Pour des raisons politiques, mais aussi financières et institutionnelles. Si l'euro monte progressivement depuis juillet 2012, époque où il était tombé à 1,20 dollar, c'est parce que le risque d'explosion de la zone euro est écarté. Ce qui n'est pas rien! L'été dernier, la BCE s'est engagée à voler au secours des États attaqués, notamment l'Espagne et l'Italie. Depuis, les primes de risques sur la dette espagnole et italienne se sont fortement réduites, au plus grand bénéfice de Rome et Madrid, qui échappent à l'asphyxie financière.
La «révolution Draghi» est si importante pour leur survie que l'Espagne et l'Italie se garderont bien, même hors micro, de critiquer le niveau de l'euro, devenu le thermomètre de leur propre santé. Si l'Italie de Mario Monti reste silencieuse sur les changes, c'est aussi pour une question d'image. Les responsables italiens auraient trop peur d'être accusés de vouloir restaurer les dévaluations compétitives qui ont tant abîmé l'image de l'Italie auprès des investisseurs.

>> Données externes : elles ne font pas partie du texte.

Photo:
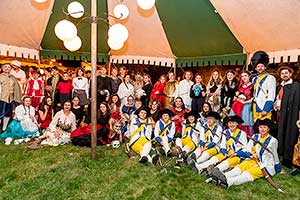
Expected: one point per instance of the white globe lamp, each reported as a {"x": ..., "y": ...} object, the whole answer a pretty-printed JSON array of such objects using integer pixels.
[
  {"x": 114, "y": 43},
  {"x": 73, "y": 45},
  {"x": 146, "y": 4},
  {"x": 75, "y": 9},
  {"x": 118, "y": 31},
  {"x": 65, "y": 30},
  {"x": 121, "y": 11}
]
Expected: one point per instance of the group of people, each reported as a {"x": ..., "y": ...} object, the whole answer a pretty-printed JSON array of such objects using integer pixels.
[{"x": 233, "y": 129}]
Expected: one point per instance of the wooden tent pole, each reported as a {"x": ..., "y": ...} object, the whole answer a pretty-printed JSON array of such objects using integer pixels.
[{"x": 94, "y": 77}]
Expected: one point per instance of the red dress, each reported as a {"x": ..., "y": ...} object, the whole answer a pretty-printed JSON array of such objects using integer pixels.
[{"x": 158, "y": 87}]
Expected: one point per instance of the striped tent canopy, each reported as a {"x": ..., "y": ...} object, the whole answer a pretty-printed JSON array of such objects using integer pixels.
[{"x": 174, "y": 32}]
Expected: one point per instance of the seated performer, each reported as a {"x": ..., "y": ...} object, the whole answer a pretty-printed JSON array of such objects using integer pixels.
[
  {"x": 234, "y": 140},
  {"x": 262, "y": 158},
  {"x": 164, "y": 130},
  {"x": 139, "y": 135},
  {"x": 190, "y": 135},
  {"x": 210, "y": 139}
]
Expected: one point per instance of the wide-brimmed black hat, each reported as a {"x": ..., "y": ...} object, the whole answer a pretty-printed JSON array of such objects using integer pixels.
[
  {"x": 195, "y": 114},
  {"x": 166, "y": 111},
  {"x": 143, "y": 108},
  {"x": 214, "y": 115},
  {"x": 260, "y": 57},
  {"x": 233, "y": 118}
]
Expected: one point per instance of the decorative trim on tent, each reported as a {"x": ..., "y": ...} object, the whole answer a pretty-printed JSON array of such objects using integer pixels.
[
  {"x": 20, "y": 52},
  {"x": 158, "y": 61},
  {"x": 230, "y": 59},
  {"x": 67, "y": 55},
  {"x": 283, "y": 56}
]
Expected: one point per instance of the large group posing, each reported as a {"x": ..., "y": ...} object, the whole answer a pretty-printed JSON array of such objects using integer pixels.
[{"x": 234, "y": 130}]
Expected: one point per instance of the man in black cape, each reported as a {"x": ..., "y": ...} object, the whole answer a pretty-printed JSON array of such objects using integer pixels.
[{"x": 288, "y": 103}]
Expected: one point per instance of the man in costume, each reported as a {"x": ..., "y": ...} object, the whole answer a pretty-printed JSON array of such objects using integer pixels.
[
  {"x": 261, "y": 158},
  {"x": 288, "y": 104},
  {"x": 210, "y": 139},
  {"x": 139, "y": 135},
  {"x": 264, "y": 87},
  {"x": 165, "y": 130},
  {"x": 233, "y": 140},
  {"x": 10, "y": 92}
]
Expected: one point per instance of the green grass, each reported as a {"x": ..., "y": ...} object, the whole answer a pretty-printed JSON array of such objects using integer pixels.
[{"x": 67, "y": 172}]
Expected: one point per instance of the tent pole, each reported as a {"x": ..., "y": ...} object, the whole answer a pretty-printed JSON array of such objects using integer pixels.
[{"x": 94, "y": 77}]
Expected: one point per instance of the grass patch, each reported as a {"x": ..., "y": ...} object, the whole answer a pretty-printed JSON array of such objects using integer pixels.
[{"x": 67, "y": 172}]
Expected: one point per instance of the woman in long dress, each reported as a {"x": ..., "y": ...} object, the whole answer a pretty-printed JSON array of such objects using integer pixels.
[{"x": 61, "y": 126}]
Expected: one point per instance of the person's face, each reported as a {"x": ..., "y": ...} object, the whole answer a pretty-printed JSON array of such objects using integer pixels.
[
  {"x": 215, "y": 75},
  {"x": 198, "y": 79},
  {"x": 49, "y": 101},
  {"x": 263, "y": 129},
  {"x": 171, "y": 76},
  {"x": 245, "y": 77},
  {"x": 162, "y": 79},
  {"x": 285, "y": 75},
  {"x": 67, "y": 106},
  {"x": 103, "y": 108},
  {"x": 27, "y": 102},
  {"x": 188, "y": 75},
  {"x": 178, "y": 103},
  {"x": 114, "y": 72},
  {"x": 114, "y": 99},
  {"x": 142, "y": 114},
  {"x": 6, "y": 68},
  {"x": 205, "y": 108},
  {"x": 210, "y": 121},
  {"x": 229, "y": 76},
  {"x": 165, "y": 117},
  {"x": 66, "y": 77},
  {"x": 232, "y": 125},
  {"x": 75, "y": 101},
  {"x": 260, "y": 68}
]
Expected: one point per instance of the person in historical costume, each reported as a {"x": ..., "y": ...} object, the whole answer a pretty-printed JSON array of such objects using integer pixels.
[
  {"x": 35, "y": 89},
  {"x": 60, "y": 128},
  {"x": 139, "y": 135},
  {"x": 147, "y": 88},
  {"x": 242, "y": 105},
  {"x": 125, "y": 90},
  {"x": 24, "y": 123},
  {"x": 197, "y": 93},
  {"x": 45, "y": 113},
  {"x": 210, "y": 139},
  {"x": 10, "y": 93},
  {"x": 264, "y": 87},
  {"x": 213, "y": 90},
  {"x": 183, "y": 89},
  {"x": 165, "y": 130},
  {"x": 103, "y": 86},
  {"x": 288, "y": 103},
  {"x": 158, "y": 91},
  {"x": 261, "y": 158},
  {"x": 228, "y": 91},
  {"x": 179, "y": 110},
  {"x": 81, "y": 87},
  {"x": 169, "y": 90},
  {"x": 234, "y": 141}
]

L'Irlande et l'Espagne ont des arguments plus politiques pour refuser d'entrer dans la guerre des changes. «La zone euro ne souffre pas d'un euro trop fort, mais de problèmes de compétitivité: nous devons faire des réformes douloureuses pour redevenir compétitifs», note un responsable irlandais. «L'urgence aujourd'hui, c'est la compétitivité, pas le niveau de l'euro!», insiste-t-il. En Irlande, les salaires du secteur public ont chuté de 14,5 %, ceux du privé ont suivi, et les exportations repartent, malgré l'euro fort.